A person who receives a potted hydrangea as an Easter or Mother’s Day gift often is uncertain about what to do with it after the holiday. Most hydrangeas sold as potted plants are the bigleaf (Hydrangea macrophylla) type, which is perennial in U.S. Department of Agriculture plant hardiness zones 6 through 10. It can be planted outdoors in spring in those zones. In colder climates, however, it must be maintained as a houseplant. Keep in mind that hydrangeas contain varying amounts of the glycoside hydrangin, which can make them somewhat toxic to both people and pets.
Care for Blooming Plant
The bigleaf hydrangea needs strong illumination but may burn if subjected to midday or afternoon sunlight. While it is in bloom, position it in bright, indirect light.
Keep its soil evenly moist, as this plant wilts quickly when allowed to dry out. If your tap water is hard, water the acid-loving hydrangea with rainwater or spring water instead to avoid raising its soil’s pH. Don’t fertilize it while it is flowering.
Grow Plant After Bloom
Once the hydrangea has finished blooming, cut it back to the bottom two leaf nodes on each stem, and repot it in a slightly larger pot filled with a mix of 1 part potting soil and 1 part peat moss. Place the pot on a cool east-facing windowsill – preferably with temperatures between 60 and 65 degrees Fahrenheit -- where the plant receives sun in the morning and shade during midday and afternoon.

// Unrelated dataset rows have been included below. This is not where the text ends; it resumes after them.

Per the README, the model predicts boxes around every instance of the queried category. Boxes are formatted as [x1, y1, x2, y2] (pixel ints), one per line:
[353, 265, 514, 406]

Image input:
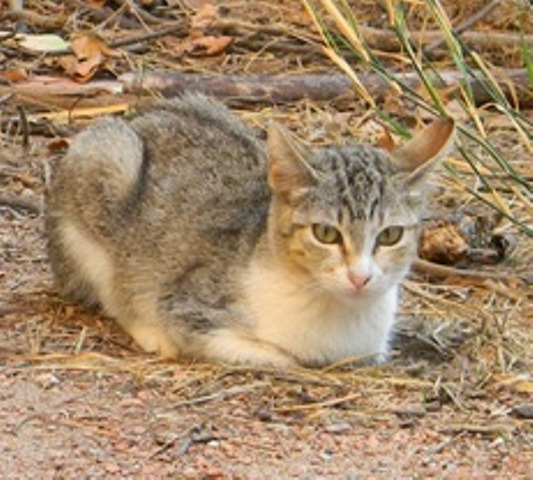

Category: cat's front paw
[205, 329, 298, 369]
[127, 322, 180, 358]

Alternatively, you can set it on a sunny south-facing windowsill with a sheer curtain between it and the glass to diffuse the light.
After the plant begins to grow again, fertilize it once every two weeks until the end of September with a plant food intended for acid-loving plants such as 30-10-10. Mix 1/2 teaspoon of crystals into each gallon of water or whatever amount the instructions indicate.
Move Plant Outdoors Temporarily
In late spring, move the hydrangea outdoors if possible, placing it in a shaded position first and gradually shifting it to where it again receives morning sun and afternoon shade. Pinch back the plant’s shoots as necessary to maintain a bushy specimen, but stop pinching those shoots after the beginning of July. Leave your hydrangea outdoors for as long as possible in autumn, protecting it from light frosts by covering it with a frost blanket or taking it indoors briefly.
Force Spring Blooms Again
Just before your first hard freeze, bring the plant indoors to a dark, chilly place such as an unheated garage or basement, where the temperature remains between 35 and 40 degrees. Reduce the amount you water the hydrangea and allow its soil to remain barely damp for six weeks, during which time its leaves should fall off.
After that time period, move the plant to a location where it receives bright, indirect light and temperatures around 50 degrees Fahrenheit. Resume watering the plant as usual and leave it in that position for two to three weeks.
You can then return the plant to its previous east-facing or curtained south-facing windowsill where it receives partial or filtered sunlight. The hydrangea should flower about four months after it was brought back into the light.